4 thoughts on “Major CN investor urges railway to drop KCS bid, citing regulatory risk (updated)

  1. TCI is attempting to create its own “regulatory” issue in order to protect its CN interests. This may indicate that KCS is better-managed than CN and that TCI is concerned because a combined CP-KCS will be able to operate on its own, independent of the influence of TCI and its [diluted] stake in the planned CP-KCS.

  2. I believe TCI has an even more significant position in CP stock. Perhaps their concern is more the risk to the value of their CP holdings if CN is successful.

  3. That’s correct Curt, TCI has almost double the investment in CP. If my memory is correct, they are the largest shareholder in CP. So you may be correct, they are more worried about themselves than anything else.
    TCI, also known as The Children’s Investment fund was involved in the CSX in the 2000’s.

  4. TCI may be looking out for their CP stock but I can’t help but think they may be concerned about their CN stock as well.
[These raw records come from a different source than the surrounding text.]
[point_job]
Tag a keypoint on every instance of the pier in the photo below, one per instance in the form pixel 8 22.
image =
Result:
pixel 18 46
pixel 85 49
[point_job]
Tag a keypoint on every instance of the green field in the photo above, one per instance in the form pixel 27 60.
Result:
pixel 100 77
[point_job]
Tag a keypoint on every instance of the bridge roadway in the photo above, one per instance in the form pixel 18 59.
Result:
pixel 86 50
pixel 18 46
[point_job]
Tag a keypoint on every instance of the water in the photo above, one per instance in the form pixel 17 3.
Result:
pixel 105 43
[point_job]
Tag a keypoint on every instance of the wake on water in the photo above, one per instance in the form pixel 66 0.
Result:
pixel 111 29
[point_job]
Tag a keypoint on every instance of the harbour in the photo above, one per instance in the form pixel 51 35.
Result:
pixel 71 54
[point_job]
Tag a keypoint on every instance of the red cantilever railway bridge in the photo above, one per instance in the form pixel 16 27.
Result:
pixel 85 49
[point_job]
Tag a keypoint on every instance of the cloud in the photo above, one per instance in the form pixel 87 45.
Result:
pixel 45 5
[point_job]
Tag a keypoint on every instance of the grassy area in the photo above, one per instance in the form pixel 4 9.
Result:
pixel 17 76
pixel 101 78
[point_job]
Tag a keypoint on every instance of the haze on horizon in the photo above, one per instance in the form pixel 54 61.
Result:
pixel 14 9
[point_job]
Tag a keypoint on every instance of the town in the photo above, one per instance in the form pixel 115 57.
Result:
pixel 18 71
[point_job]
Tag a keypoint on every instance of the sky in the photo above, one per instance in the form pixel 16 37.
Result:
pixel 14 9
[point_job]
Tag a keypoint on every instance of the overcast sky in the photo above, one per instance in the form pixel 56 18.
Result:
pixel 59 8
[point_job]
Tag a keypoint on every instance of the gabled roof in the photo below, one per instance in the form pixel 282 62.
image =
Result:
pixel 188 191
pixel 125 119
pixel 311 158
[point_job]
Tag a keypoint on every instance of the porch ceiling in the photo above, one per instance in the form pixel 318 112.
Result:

Don’t forget that the ICC nixed a voting trust for IC-KCS. In the case of SF-SP, it allowed the voting trust, but then forced the merged corporation to sell one of the RRs (SP) when the merger was denied. Maybe if SPSF had been willing to sell duplicate lines the ICC might have reconsidered. SPSF was not willing and CN has shown no such willingness either, except for a short stretch in Louisiana. Nothing concerning the main stem of KCS which parallels the former IC, albeit at a distance.